Every time I got bullied at school, I used to play notes by letter so he would understand me without asking too many questions. I sat at the piano and placed my hands over the keys. I kept pressing D and A, over and over.

He came closer, then sat beside me. “Who did this to you?” he asked.

I played D and A one last time, and then I heard him say, “Daniel.”

I only nodded.

I remember the way he hugged me after that. The way he told me everything would be fine, that he was still there for me, that even if he was with someone else, he was still my friend. He was still going to protect me.

I remember crying, tears falling, and the pain in my stomach that came suddenly. I was bleeding again.

I blink through the blur of tears and open my eyes to his.

He is here.

Right in front of me, just like before.

My palm finds his cheek, and my voice comes out in a whisper. “I remember.”

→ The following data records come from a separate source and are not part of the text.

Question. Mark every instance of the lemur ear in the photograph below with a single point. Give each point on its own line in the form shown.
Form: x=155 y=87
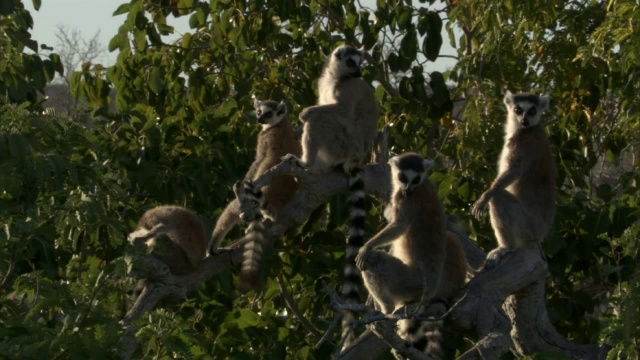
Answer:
x=282 y=108
x=428 y=164
x=508 y=98
x=544 y=101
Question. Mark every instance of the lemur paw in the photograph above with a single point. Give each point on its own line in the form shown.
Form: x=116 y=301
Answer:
x=494 y=257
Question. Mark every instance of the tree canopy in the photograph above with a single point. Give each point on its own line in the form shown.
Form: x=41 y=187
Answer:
x=182 y=133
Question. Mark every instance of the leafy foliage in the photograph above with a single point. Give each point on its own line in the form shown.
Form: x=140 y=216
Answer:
x=22 y=75
x=182 y=135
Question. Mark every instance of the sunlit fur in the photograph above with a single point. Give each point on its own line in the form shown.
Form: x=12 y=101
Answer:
x=339 y=132
x=522 y=197
x=425 y=262
x=176 y=233
x=276 y=139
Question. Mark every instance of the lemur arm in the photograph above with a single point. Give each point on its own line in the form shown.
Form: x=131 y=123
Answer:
x=386 y=236
x=336 y=111
x=514 y=171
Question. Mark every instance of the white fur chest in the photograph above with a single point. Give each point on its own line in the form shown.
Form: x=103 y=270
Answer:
x=326 y=90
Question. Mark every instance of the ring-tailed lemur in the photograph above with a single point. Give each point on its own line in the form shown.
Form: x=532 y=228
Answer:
x=522 y=196
x=425 y=262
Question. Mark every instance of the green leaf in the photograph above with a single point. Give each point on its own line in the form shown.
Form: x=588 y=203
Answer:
x=122 y=9
x=155 y=81
x=433 y=41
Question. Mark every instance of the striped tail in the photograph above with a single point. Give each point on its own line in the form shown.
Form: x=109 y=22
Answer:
x=253 y=248
x=355 y=239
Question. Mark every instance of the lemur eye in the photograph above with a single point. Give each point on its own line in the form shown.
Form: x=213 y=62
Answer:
x=518 y=110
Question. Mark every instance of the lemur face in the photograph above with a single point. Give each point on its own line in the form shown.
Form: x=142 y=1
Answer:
x=525 y=109
x=269 y=113
x=408 y=171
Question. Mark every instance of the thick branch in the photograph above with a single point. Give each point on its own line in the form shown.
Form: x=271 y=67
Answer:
x=478 y=308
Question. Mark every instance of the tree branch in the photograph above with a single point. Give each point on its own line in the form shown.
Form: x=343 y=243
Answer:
x=518 y=279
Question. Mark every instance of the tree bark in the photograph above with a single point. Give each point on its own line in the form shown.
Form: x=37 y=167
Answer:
x=504 y=306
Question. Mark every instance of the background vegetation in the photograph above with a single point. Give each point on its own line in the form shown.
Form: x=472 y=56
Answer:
x=72 y=189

His eyes shine, almost glassy, fixed on mine. “You remember?” he asks.

“I’m sorry,” I choke, the words breaking out of me.. “I’m sorry. Out of everyone, I forgot you.” My other hand comes up, holding his face like I’m afraid he might disappear. “I’m so, so sorry. You were the only person worth remembering, and I couldn’t remember you.”

“It’s okay,” he says softly, pressing his lips to mine. “It’s okay.”

“If I ever forget again, please don’t leave.” My tears fall faster, slipping past my lashes. “Please stay.”

“I’m not going anywhere, Kitten.” His thumb brushes under my eyes, catching each tear. “I’m not going anywhere.”

“Everyone left me. Everyone moved on.” My voice trembles. “But you kept coming back. Please… please don’t stop.”

He kisses me again, slower this time, like a promise. “I won’t.”

“Your promises are the only ones worth believing.”

“I lost you once. I’m not losing you again.” He says, pulling me closer.